Alice and the Gryphon had not gone far before they saw the Mock Turtle in the distance, sitting sad and lonely on a little ledge of rock, and, as they came nearer, Alice could hear him sighing as if his heart would break.
So they went up to the Mock Turtle, who looked at them with large eyes full of tears.
"This here young lady," said the Gryphon, "she wants for to know your history."
"Once," said the Mock Turtle at last, with a deep sigh, "I was a real turtle. When we were little, we went to school in the sea. The master was an old turtle. We had the best of educations.

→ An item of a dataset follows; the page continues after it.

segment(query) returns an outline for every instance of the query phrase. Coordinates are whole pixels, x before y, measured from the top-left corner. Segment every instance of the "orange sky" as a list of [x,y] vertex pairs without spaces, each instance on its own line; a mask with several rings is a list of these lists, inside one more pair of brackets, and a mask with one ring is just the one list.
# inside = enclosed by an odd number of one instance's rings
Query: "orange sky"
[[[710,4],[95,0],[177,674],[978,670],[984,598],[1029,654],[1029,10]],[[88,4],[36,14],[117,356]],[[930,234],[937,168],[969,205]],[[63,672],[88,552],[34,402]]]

Reeling and Writhing, of course, to begin with, and then the different branches of Arithmetic--Ambition, Distraction, Uglification, and Derision."

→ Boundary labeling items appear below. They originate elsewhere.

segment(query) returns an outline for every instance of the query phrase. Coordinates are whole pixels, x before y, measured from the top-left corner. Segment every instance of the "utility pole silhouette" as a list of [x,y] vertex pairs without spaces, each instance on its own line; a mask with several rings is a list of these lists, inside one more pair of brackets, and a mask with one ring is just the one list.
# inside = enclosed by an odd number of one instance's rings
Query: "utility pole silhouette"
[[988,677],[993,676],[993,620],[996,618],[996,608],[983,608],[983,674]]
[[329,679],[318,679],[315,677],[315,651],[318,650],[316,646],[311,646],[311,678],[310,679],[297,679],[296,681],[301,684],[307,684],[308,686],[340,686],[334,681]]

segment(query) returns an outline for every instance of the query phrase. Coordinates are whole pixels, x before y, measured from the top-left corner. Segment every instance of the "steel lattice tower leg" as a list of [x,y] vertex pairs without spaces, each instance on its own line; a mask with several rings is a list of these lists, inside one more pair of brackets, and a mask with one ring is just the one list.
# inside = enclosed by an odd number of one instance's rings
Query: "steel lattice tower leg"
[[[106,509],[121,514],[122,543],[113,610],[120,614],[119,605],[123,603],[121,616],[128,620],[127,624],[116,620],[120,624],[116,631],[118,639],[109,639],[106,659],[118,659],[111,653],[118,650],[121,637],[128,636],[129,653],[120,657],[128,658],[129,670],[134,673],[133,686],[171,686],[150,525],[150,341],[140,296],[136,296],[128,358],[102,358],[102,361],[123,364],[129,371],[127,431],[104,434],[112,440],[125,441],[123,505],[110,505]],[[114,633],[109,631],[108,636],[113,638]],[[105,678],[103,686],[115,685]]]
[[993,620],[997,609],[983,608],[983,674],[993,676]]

"I never heard of 'Uglification,'" Alice ventured to say. "What is it?"
The Gryphon lifted up both its paws in surprise.
"Never heard of uglifying!" it exclaimed. "You know what to beautify is, I suppose?"
"Yes," said Alice doubtfully, "it means to--make--anything--prettier."
"Well, then," the Gryphon went on, "if you don't know what to uglify is, you are a simpleton."
Alice did not feel encouraged to ask any more questions about it, so she turned to the Mock Turtle, and said, "What else had you to learn?"